+352.621.377.968 contact@celine-domecq.com

Le cercle des reproches : pourquoi votre cerveau passe en mode survie

Imaginez cette scène : vous rentrez chez vous avec l’envie sincère de passer un bon moment, et puis, une petite phrase, un détail, et l’atmosphère change.

En une fraction de seconde, un mur s’élève et une solitude brutale s’installe alors que vous êtes dans la même pièce.

Après 15 ans d’accompagnement, je peux vous dire une chose : le problème de votre couple n’est presque jamais le contenu de vos reproches (argent, éducation, téléphone).

Tout cela n’est que la surface d’un mécanisme biologique bien plus profond.

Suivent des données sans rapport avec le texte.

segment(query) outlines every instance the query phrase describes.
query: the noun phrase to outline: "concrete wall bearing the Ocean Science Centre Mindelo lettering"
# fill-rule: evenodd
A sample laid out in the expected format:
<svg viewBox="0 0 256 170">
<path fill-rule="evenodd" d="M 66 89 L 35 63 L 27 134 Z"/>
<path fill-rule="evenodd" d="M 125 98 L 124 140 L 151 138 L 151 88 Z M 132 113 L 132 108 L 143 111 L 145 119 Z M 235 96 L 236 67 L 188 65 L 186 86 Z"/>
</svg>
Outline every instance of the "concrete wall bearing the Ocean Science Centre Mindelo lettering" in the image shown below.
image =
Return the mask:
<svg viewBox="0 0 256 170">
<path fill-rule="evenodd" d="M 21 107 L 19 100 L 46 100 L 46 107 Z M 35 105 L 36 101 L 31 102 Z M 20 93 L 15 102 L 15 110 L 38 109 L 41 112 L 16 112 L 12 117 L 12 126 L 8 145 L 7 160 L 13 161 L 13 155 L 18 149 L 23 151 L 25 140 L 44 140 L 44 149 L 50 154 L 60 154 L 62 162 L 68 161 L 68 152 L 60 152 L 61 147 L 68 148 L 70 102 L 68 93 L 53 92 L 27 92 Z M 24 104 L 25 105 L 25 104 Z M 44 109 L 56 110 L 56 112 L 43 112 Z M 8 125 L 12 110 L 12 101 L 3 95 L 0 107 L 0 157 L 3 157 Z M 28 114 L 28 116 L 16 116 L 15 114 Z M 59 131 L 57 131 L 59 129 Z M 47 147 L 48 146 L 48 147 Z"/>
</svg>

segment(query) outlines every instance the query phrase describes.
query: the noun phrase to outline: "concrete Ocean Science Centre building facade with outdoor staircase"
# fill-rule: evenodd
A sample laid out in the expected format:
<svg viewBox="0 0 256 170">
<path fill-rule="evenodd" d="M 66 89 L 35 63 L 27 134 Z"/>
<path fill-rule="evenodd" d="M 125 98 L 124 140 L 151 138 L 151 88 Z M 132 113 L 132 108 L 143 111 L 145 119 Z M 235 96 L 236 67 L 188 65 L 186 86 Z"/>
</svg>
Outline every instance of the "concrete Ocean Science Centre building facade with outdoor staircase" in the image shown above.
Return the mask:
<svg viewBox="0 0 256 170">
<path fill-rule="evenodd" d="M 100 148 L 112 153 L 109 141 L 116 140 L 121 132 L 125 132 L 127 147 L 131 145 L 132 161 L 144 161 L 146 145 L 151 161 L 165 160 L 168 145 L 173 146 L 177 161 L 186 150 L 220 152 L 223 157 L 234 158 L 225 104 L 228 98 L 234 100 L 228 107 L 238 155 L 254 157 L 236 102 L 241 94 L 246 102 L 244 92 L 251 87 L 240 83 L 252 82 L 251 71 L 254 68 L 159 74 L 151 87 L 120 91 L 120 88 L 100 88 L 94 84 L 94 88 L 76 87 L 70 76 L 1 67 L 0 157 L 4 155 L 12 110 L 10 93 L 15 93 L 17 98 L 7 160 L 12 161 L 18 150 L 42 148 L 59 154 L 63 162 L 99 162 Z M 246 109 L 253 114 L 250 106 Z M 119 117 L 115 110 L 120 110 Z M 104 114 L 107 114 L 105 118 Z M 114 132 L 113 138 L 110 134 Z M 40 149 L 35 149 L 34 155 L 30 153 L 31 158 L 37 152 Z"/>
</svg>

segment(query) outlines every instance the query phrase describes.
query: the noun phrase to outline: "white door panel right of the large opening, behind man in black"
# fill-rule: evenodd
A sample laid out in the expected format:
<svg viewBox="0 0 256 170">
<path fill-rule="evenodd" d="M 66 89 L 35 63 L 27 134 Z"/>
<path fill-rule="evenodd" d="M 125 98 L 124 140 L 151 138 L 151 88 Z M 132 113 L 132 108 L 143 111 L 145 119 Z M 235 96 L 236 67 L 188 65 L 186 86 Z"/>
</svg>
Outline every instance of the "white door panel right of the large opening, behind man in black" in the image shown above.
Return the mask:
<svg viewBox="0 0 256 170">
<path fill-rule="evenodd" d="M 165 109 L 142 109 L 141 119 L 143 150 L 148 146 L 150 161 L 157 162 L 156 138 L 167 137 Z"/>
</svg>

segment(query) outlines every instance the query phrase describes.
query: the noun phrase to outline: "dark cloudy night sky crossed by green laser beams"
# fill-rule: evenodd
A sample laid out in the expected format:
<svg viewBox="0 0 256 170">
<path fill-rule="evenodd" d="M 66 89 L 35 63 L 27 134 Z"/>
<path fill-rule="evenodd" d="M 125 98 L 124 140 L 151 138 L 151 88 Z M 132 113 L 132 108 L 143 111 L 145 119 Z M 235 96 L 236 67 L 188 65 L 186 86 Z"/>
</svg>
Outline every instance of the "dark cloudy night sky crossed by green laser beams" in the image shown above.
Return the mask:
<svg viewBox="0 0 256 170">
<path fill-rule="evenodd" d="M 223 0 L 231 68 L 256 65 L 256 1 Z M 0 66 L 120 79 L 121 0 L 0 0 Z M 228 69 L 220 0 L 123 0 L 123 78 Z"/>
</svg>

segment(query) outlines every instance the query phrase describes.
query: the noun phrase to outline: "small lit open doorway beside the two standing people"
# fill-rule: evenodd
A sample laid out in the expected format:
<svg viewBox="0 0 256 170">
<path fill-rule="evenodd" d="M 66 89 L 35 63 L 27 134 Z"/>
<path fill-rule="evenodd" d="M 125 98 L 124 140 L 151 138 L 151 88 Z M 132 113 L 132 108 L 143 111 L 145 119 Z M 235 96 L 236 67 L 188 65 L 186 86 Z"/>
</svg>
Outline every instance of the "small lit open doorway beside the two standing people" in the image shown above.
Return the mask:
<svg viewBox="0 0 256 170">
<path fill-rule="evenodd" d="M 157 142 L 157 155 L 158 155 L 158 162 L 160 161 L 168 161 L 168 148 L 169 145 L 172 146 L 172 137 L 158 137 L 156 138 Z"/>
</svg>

Quand votre amygdale prend les commandes

Savez-vous que votre cerveau ne fait aucune différence entre une menace de mort physique et une menace de déconnexion émotionnelle avec votre partenaire ?

Dès que vous percevez une critique ou un regard fuyant, votre amygdale s’active et libère du cortisol et de l’adrénaline.

Vous basculez en mode « Combat ou Fuite ».

À cet instant, votre néocortex — la partie du cerveau qui réfléchit et communique calmement — est littéralement débranché.

En mode survie, on ne peut plus aimer ; on ne peut qu’attaquer ou fuir.

Le reproche : un cri de détresse déguisé

Pourquoi attaquons-nous violemment ceux que nous aimons ? Parce que, comme l’expliquait John Bowlby, le reproche est souvent une « colère d’espoir ».

C’est une tentative désespérée de rétablir le contact avec une figure d’attachement que l’on sent s’éloigner.

Derrière la phrase « Tu es encore sur ton téléphone », il y a une question vitale : « Est-ce que j’ai encore de la valeur à tes yeux ? ».

Malheureusement, nous exprimons nos besoins de tendresse sous forme de critiques, ce qui fait fuir précisément la personne dont nous voulons nous rapprocher.

La danse du Poursuivant et du Retrait

Dans 80 % des couples que j’accompagne, je retrouve la même chorégraphie : le cycle Poursuite / Retrait.

  • Le Poursuivant : Pour lui, le silence est une petite mort. Il hausse le ton et multiplie les reproches pour obtenir une réaction, un signe de vie.
  • Le Retrait : Face à la tension, son système nerveux sature (le « Flooding »). Son rythme cardiaque s’emballe et il s’emmure dans le silence pour se protéger et éviter que tout ne se détruise davantage.

Le drame est là : la solution de l’un est le problème de l’autre.

Plus le poursuivant panique, plus le retrait s’éloigne.

Comment briser le cercle ?

La bonne volonté ne suffit pas toujours car votre biologie prend le dessus avant même que vous n’ayez une pensée consciente.

Pour transformer cette dynamique, il faut changer la conscience que l’on a de soi dans la relation.

Vous n’avez pas besoin que l’autre change pour commencer à modifier la machine.

En comprenant vos propres déclencheurs et en osant montrer votre vulnérabilité, vous permettez à l’autre de reposer son bouclier.

Il est également crucial de surveiller votre « compte d’épargne émotionnelle » : il faut environ 7 attentions positives pour compenser une seule critique et éviter la faillite du lien.